Baumarkt MAX BAHR GmbH & Co. KG
Max Bahr
Max Bahr
The insolvency of DIY chain Praktiker has been the big retail collapse of the season in Germany, and as such has attracted a lot of attention (including in these pages) as investors try to draw parallels with, and lessons from, similarly-structured business models that can lead to painful investment losses.
As things stand, according to Praktiker’s preliminary insolvency administrator Christopher Seagon in Hamburg, 130 of the Praktiker stores across Germany are due to start closing their doors next week. No offers have been received to take over the chain, at any price, although there has been good demand for many of the individual stores to be operated under different brand names.

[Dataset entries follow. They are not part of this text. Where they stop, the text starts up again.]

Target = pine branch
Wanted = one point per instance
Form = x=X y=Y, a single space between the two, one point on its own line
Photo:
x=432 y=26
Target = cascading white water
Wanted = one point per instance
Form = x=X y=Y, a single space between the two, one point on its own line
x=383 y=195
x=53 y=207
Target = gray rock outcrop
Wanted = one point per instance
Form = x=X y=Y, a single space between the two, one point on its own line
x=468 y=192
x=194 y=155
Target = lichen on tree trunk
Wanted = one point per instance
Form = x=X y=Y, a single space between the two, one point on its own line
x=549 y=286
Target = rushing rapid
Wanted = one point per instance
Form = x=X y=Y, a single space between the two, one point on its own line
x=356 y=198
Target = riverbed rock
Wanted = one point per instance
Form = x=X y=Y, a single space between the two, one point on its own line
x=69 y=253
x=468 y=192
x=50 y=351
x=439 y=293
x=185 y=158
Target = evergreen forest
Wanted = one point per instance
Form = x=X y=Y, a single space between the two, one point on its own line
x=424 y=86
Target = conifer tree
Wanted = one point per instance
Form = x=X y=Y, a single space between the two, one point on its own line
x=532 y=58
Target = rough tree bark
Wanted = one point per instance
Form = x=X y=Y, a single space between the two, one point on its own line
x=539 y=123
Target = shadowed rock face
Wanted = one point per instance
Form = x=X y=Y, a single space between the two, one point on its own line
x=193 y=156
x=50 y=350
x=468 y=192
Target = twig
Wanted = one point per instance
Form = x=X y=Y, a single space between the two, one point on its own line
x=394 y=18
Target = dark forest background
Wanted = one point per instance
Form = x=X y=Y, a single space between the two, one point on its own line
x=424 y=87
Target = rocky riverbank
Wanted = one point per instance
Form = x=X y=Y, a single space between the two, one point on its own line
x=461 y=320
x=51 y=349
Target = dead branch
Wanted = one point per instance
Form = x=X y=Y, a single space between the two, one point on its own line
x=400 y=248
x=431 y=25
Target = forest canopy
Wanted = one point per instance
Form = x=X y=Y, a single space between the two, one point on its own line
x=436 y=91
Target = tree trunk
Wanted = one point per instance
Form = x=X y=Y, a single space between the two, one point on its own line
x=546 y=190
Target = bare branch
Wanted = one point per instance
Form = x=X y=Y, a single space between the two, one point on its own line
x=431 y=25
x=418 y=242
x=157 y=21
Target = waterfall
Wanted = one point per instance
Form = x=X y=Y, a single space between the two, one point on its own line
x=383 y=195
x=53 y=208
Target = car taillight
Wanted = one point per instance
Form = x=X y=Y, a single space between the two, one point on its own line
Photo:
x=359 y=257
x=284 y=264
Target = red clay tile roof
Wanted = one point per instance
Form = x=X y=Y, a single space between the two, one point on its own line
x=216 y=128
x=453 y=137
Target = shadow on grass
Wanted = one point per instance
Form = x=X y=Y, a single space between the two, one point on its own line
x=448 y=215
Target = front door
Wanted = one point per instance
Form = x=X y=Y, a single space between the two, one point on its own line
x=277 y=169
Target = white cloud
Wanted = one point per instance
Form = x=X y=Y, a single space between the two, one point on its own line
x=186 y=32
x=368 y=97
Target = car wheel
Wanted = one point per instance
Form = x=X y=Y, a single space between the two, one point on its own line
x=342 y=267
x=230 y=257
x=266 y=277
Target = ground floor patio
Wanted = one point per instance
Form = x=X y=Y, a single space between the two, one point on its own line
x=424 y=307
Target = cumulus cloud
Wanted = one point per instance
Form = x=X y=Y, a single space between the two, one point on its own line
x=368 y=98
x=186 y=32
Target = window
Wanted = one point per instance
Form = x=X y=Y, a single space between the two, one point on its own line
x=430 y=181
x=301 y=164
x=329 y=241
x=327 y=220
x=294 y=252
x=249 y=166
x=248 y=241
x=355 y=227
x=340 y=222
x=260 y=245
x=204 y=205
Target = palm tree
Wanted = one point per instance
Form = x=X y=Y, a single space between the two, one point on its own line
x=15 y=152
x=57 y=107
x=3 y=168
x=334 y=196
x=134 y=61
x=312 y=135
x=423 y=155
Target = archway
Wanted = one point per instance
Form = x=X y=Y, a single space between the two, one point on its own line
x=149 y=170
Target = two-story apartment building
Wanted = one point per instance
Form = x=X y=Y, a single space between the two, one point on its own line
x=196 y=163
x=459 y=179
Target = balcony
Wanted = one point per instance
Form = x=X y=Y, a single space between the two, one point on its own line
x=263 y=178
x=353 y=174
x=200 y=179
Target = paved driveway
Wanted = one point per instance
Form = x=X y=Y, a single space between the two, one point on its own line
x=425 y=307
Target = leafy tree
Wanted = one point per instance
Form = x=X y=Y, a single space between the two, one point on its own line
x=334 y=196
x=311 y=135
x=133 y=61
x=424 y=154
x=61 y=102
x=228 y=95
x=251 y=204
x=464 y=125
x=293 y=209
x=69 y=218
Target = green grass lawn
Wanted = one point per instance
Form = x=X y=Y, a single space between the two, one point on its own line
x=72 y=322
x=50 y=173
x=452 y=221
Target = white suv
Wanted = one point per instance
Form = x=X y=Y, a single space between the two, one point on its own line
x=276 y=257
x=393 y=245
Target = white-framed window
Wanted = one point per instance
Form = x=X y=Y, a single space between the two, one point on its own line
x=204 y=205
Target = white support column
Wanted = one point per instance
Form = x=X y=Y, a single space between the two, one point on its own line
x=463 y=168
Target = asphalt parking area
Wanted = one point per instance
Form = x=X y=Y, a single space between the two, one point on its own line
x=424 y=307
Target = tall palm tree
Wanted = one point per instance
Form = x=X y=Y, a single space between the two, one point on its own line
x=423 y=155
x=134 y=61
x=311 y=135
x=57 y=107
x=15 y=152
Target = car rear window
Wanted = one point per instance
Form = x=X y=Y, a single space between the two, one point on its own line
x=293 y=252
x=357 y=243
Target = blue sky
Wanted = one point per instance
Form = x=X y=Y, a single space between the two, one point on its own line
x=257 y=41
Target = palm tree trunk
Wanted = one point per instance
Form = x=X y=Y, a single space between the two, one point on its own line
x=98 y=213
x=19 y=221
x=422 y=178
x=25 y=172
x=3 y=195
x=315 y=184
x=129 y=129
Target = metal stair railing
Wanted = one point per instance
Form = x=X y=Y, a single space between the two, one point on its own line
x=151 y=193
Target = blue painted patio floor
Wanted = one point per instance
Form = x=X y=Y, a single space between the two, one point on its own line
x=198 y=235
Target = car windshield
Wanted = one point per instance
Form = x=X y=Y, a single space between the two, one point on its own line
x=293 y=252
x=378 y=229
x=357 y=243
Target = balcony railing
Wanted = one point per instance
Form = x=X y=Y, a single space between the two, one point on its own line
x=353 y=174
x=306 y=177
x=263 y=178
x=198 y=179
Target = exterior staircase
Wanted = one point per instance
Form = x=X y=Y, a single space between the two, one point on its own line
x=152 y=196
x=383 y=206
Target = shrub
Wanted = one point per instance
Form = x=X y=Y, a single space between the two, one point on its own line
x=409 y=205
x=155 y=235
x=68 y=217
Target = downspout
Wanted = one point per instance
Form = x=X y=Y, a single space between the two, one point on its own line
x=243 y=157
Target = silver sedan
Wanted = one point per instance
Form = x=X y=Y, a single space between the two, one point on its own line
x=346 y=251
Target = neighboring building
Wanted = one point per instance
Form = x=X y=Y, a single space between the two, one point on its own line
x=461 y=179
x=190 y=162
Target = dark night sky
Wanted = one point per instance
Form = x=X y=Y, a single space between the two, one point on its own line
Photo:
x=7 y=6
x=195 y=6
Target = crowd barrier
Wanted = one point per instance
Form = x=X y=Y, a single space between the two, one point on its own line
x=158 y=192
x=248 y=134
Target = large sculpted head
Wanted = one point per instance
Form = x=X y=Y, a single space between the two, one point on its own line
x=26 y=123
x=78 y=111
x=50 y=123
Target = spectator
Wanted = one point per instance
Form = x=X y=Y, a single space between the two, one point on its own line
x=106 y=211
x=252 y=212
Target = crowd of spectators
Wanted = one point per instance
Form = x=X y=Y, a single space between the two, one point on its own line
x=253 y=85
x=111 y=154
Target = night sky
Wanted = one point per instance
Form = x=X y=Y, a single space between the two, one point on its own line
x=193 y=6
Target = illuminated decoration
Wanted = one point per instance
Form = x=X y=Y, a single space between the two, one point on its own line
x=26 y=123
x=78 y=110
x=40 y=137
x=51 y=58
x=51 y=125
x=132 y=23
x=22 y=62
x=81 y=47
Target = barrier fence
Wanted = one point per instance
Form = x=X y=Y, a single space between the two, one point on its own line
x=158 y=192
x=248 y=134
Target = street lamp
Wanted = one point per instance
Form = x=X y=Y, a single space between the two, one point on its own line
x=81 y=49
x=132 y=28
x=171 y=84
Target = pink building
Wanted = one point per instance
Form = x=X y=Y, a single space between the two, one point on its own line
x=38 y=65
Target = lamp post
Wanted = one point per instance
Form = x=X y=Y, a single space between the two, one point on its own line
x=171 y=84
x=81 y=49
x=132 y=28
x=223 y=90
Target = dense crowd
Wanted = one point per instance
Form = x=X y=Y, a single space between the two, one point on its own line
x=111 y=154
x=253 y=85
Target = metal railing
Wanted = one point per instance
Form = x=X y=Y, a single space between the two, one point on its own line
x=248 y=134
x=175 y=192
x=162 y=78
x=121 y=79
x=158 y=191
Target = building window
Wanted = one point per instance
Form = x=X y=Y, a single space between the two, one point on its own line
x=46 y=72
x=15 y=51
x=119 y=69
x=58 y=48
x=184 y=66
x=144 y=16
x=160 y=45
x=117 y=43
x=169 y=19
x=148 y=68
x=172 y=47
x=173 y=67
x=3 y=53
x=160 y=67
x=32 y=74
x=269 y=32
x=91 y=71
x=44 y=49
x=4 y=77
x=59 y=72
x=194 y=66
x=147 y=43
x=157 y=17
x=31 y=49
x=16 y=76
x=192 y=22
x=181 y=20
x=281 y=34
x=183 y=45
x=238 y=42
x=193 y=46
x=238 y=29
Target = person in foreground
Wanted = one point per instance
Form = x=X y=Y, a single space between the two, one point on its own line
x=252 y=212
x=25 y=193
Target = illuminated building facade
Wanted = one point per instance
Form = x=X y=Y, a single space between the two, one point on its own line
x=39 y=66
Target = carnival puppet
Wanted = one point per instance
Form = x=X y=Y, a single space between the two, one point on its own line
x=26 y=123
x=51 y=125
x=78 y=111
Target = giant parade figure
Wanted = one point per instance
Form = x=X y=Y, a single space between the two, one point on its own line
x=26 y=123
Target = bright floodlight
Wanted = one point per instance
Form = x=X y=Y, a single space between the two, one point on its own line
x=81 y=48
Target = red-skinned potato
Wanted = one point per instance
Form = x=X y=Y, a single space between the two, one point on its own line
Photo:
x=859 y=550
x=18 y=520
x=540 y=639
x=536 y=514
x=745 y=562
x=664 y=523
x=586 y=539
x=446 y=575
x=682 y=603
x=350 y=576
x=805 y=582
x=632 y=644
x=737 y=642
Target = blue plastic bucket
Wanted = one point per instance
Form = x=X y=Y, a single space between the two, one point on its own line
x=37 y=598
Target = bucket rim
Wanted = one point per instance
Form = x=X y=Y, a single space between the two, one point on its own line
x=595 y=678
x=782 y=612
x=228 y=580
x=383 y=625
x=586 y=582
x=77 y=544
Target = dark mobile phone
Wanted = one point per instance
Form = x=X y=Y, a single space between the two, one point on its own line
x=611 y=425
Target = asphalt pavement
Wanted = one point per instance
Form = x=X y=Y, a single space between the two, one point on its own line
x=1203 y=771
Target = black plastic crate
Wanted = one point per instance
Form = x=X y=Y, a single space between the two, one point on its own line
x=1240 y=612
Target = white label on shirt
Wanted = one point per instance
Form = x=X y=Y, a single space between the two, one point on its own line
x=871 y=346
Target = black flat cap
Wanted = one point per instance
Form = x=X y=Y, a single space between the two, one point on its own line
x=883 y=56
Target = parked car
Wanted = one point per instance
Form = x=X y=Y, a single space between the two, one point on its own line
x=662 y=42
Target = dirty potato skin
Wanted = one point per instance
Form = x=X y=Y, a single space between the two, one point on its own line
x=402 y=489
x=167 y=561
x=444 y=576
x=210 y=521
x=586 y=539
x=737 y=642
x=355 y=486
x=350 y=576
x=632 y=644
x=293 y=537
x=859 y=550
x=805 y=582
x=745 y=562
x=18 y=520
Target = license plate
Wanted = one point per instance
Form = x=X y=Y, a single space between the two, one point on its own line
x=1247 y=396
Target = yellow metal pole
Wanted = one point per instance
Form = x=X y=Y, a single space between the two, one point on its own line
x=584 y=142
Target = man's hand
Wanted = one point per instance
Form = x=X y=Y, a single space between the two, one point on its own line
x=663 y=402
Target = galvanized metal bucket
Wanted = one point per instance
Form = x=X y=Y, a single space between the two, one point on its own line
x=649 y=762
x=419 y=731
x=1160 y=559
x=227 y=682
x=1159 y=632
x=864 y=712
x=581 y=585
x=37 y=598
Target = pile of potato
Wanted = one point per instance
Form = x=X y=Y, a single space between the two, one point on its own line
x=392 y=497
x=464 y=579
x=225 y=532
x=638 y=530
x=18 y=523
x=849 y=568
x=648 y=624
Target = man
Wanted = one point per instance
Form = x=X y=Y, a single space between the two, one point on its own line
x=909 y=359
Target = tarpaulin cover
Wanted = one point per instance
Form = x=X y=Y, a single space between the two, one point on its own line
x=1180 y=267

Praktiker’s more upmarket DIY subsidiary Max Bahr, by contrast, has received several takeover offers from private equity groups, and the future for its staff and 132 outlets looks much healthier. The number includes 54 of the better-performing Praktiker stores, which have been re-branded in recent months since the chain’s insolvency.
A report in the Frankfurter Allgemeine Zeitung suggested that in addition to an offer from DIY competitor Hellweg, the supermarket chain Globus had also tabled a non-binding offer for Max Bahr. The Saarland-based Globus operates 46 supermarkets and 77 DIY stores in south-west Germany, as well as in Russia and the Czech Republic.
According to business magazine Wirtschaftswoche, the Dortmund-based DIY chain Hellweg, which had already established a common purchasing alliance with Praktiker, is also trying to stitch together a consortium to bid for the healthier (but still insolvent) Max Bahr grouping. The consortium is said to include former Max Bahr CEO Dirk Möhrle, the Wuppertal-based Einkaufsbüro deutscher Eisenhändler EDE and the British home improvement chain Kingfisher, along with support from the Trautwein family (owners of EDE) whose Etris Bank has been the one institution keeping Max Bahr alive.